Iv asked this in the same place on this forum and the only way iv found to power 1000watt amp and 2/12 is threw car batteries.


----------



## midders (Jan 1, 1970)

guy2 said:


> A 12volt power supply sufficient enough to power that amp correctly is going to be really expensive


Oops, forgot about that part 

A powerful car amp will typically peak at 30-40 Amps which is more than most DC adapters will provide... go wtih guy2's advice and use a couple of car batteries connected in parallel and charge them, when not in use, with a mains charger.


----------



## guy2 (Apr 30, 2009)

And please use fuses


----------



## Drabdr (Nov 26, 2007)

I've tinkered with this stuff before.

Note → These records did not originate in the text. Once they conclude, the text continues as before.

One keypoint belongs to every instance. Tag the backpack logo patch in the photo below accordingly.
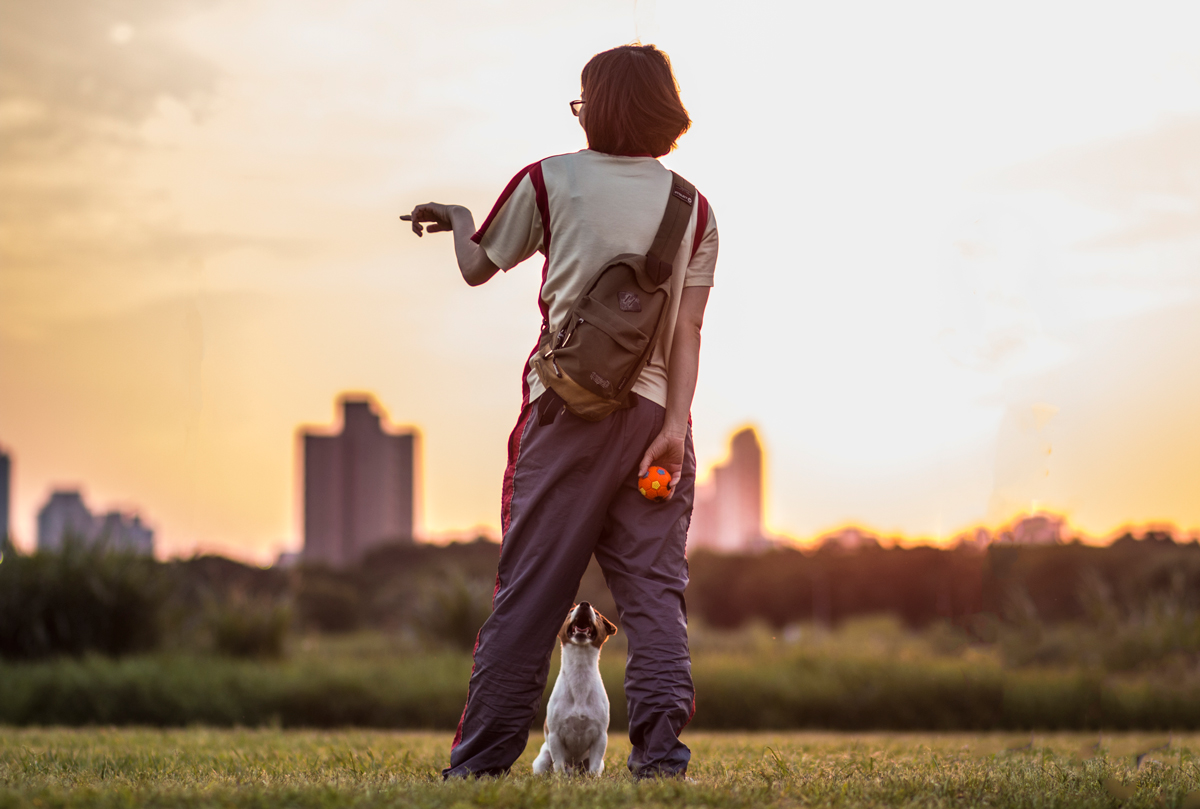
(600, 381)
(678, 191)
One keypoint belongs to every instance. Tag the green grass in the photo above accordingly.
(126, 767)
(867, 676)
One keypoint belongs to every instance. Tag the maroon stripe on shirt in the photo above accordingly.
(543, 199)
(504, 197)
(701, 225)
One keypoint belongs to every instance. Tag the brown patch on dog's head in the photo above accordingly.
(586, 627)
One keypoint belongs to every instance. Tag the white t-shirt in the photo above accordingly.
(583, 209)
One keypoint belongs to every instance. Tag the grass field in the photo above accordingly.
(126, 767)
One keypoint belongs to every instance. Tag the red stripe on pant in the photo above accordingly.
(510, 472)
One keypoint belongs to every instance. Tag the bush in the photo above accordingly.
(243, 627)
(454, 610)
(81, 599)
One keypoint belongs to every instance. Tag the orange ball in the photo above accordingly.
(655, 484)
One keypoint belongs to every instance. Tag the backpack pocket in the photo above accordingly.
(600, 348)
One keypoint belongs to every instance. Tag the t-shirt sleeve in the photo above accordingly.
(702, 265)
(513, 232)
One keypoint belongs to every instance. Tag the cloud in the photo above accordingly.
(1150, 180)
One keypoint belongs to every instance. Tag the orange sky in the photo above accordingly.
(959, 276)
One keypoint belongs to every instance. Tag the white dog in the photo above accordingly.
(577, 714)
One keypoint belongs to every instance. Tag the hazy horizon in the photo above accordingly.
(973, 234)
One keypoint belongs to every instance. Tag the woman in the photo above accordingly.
(570, 486)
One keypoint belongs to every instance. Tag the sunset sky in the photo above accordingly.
(959, 275)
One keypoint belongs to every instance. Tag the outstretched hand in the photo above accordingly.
(436, 215)
(667, 453)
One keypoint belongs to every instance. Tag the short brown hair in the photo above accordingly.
(633, 102)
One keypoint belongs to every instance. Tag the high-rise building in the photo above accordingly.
(727, 513)
(65, 516)
(5, 492)
(358, 486)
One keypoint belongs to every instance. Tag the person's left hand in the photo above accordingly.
(435, 214)
(667, 453)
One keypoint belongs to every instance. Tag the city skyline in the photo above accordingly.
(978, 297)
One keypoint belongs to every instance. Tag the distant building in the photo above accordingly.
(358, 486)
(65, 516)
(727, 513)
(5, 492)
(1038, 529)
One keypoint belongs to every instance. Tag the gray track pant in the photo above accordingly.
(569, 492)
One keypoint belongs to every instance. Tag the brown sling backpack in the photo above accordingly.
(595, 354)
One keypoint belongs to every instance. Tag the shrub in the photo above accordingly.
(453, 611)
(244, 627)
(84, 598)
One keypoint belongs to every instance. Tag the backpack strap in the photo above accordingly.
(660, 258)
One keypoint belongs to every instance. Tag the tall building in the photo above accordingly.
(5, 492)
(358, 486)
(65, 516)
(727, 513)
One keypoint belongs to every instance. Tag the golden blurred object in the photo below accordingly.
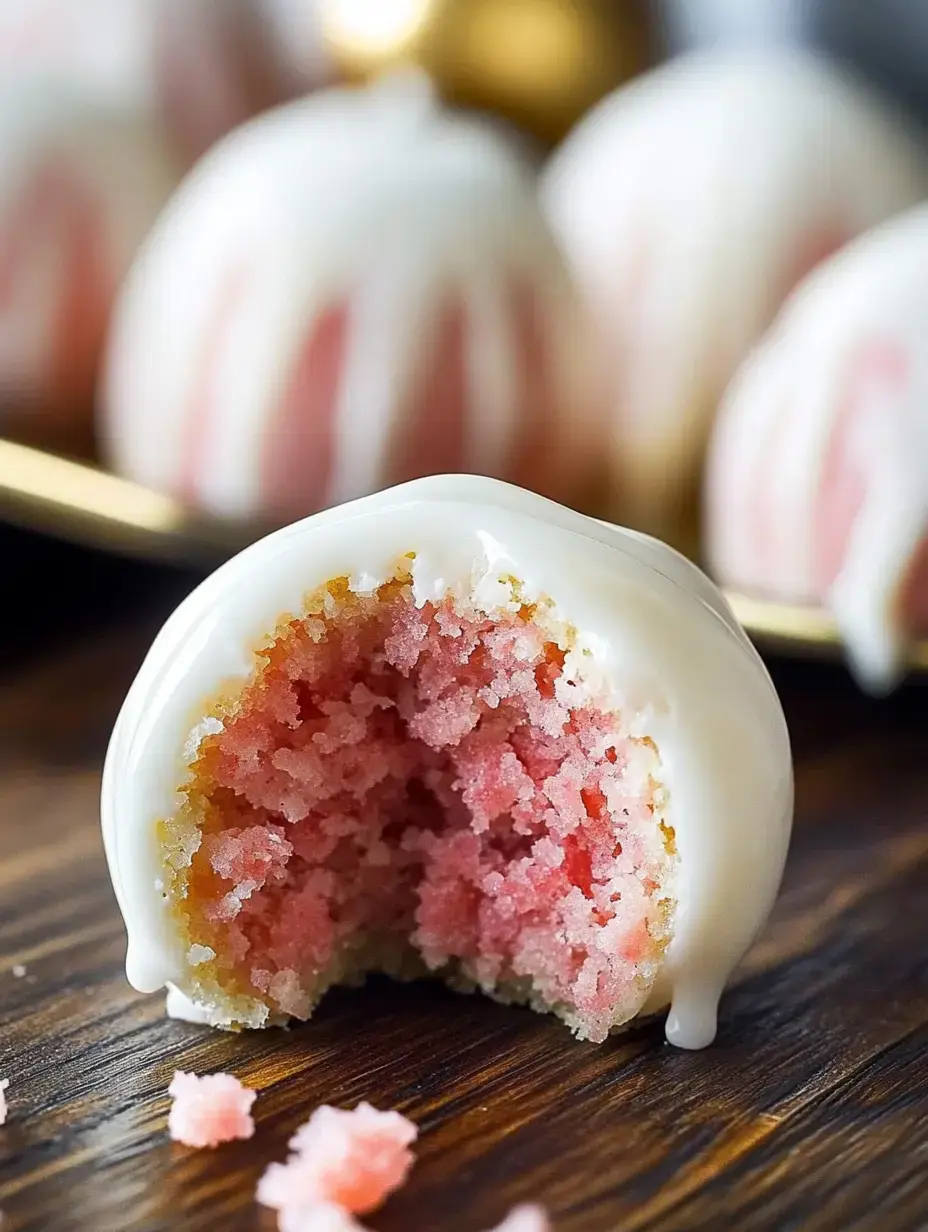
(537, 63)
(83, 504)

What I did was get a 12vdc to 120 vac adapter.

What you might consider is going to a trade day or something and trading the amp/woofer for something to utilize 120VAC. As was mentioned, that subwoofer (even setting aside any crossover) is not designed to play full range. So, all you will probably get is....bass.

Those little bookshelf stereo systems are fairly inexpensive these days, and give pretty good sound. Like I said, you may can trade your auto audio equipment for it.


----------



## guy2 (Apr 30, 2009)

I agree with Drabdr

Car stereo's sound much more distorted than you average system especially in a room ,they are just meant to push air and be loud in a small car.

I would trade the whole system and get your self a 12/15'' powered subwoofer ,my brother has 4 15'' studio standard 8ohm loud speakers that rock the house and the sound very clean and deep even at high levels.


----------



## nikkibee (Nov 3, 2009)

Thanks so much everyone!!!!!!! 

i will repost when (and IF) I get it all working


----------



## Drabdr (Nov 26, 2007)

nikkibee said:


> Thanks so much everyone!!!!!!!
> 
> i will repost when (and IF) I get it all working


OK, good luck. And I would echo Guy2's suggestion. If you try this out, use a fuse. The worst is you will blow a fuse. If you don't use a fuse, you might mess up your amp and/or speaker.

Drop by when you can!


----------